Kyrie of all ages were present, their skin burned raw red by the constant wind and biting sand, their wings wilted of feathers and blackened by the heat of the Volcarren. Utgar’s own skin was sensitive and cracked in places where the sand had chiseled away at it, borne along by the unending wind.
There were children present in the pit, but they were not the happy and innocent children of the old stories Utgar had recounted to Runa. These children were afraid, listening to the wind with wide eyes, or curled into a ball with their hands over their ears. Most, though, were in pain.
Either from the blowing sand, the ash-choked air, or the whip of the guards, many of the children were whimpering or moaning in pain, gingerly trying to tend to the newest collection of marks on their already scarred bodies. Those whose wounds had already healed were sitting still and silent, their eyes staring into the darkness without seeing.
There were older kyrie, of course, grown, adult kyrie. But they were little better. They were quiet, but Utgar saw some of them crying as they tried to comfort their children. He knew why. There was nothing they could say, and little they could do. They couldn’t say everything would be all right.
The old kyrie were perhaps the worst. Their bodies a maze of scars, their skin thick and dark red from the years spent in the wind, they were gaunt and drawn. They didn’t move or make a sound, and seemed unaware of anyone about them. They simply stared into a distance which didn’t exist.
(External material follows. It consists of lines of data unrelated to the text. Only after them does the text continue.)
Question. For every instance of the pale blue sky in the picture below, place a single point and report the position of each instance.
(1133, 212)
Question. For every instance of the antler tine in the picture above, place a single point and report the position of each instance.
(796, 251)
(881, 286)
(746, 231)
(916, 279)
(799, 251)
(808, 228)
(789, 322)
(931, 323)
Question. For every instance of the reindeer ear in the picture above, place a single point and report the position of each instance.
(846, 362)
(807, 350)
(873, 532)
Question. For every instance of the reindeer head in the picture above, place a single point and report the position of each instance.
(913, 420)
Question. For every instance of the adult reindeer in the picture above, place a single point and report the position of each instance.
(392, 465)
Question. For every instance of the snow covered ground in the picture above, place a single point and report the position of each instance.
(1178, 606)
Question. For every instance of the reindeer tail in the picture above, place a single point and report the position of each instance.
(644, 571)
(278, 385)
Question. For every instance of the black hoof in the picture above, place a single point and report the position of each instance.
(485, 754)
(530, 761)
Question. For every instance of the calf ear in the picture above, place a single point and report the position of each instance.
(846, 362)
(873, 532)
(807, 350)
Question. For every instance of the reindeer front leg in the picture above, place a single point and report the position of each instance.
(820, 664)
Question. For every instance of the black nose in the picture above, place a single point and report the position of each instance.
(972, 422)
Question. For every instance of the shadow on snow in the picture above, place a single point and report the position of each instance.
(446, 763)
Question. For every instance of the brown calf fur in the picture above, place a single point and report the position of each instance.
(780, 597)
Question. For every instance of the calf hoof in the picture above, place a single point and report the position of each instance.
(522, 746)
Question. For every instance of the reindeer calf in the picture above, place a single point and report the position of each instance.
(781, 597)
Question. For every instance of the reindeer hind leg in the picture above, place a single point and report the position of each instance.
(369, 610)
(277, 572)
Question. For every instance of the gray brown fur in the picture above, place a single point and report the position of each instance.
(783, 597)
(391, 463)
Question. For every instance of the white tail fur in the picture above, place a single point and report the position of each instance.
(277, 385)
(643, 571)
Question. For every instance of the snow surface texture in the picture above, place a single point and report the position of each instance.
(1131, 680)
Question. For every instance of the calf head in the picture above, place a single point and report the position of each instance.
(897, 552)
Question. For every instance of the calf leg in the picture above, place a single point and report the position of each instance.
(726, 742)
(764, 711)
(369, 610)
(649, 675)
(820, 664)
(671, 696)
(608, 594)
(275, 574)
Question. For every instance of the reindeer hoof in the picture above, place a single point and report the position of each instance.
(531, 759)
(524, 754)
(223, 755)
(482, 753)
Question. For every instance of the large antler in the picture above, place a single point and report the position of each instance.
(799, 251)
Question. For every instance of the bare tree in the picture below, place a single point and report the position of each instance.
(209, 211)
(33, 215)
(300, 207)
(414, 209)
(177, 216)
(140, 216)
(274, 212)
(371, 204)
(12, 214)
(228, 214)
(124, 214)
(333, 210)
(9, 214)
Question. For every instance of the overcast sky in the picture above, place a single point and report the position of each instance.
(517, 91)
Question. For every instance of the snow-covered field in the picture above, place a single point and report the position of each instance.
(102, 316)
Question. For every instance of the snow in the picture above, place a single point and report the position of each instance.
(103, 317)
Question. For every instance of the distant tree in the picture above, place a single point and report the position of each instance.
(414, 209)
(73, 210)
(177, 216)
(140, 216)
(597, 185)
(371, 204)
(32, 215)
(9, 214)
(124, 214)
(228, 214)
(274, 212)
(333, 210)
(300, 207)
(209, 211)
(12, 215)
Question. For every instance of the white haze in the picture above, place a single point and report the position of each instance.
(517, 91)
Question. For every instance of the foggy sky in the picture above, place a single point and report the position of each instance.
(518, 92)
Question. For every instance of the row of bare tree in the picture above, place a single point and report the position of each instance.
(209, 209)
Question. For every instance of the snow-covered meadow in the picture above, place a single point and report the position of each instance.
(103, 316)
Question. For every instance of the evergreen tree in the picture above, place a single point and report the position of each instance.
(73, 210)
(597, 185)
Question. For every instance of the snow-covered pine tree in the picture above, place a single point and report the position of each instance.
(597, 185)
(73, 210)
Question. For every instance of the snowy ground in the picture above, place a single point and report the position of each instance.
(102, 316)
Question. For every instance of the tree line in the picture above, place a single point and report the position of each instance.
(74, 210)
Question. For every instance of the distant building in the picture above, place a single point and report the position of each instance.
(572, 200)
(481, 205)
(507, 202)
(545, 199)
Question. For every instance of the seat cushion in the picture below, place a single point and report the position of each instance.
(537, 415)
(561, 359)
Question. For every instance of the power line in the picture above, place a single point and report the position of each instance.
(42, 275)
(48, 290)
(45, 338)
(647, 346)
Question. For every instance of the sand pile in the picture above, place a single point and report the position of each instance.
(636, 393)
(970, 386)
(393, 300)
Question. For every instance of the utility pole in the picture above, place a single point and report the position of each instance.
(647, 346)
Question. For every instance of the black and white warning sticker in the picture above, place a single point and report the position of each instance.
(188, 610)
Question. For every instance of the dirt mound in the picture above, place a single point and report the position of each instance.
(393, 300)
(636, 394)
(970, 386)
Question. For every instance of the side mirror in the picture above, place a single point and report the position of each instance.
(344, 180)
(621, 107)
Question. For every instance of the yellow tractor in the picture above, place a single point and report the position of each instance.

Utgar could see the struggle in their eyes. The struggle to forget, to unsee what they had seen during their lives.
Utgar lowered himself down until he was lying on the hard stone ground. Runa, who had been sitting against him, slid down as well. Utgar had heard of such a thing as a ‘bed’ in the old stories, but he had never seen one. He tried to make himself comfortable on the rough stone.
Runa lay next to him, and Utgar spread his wings, blackened and leathery like everyone else’s, over her, as if he could shield her from the misery permeating the pit. She snuggled closer to him, and he held her, as outside the wind continued to pound on the rock, screaming its rage at being unable to reach them.
“Dream, Runa,” Utgar whispered. “Dream.”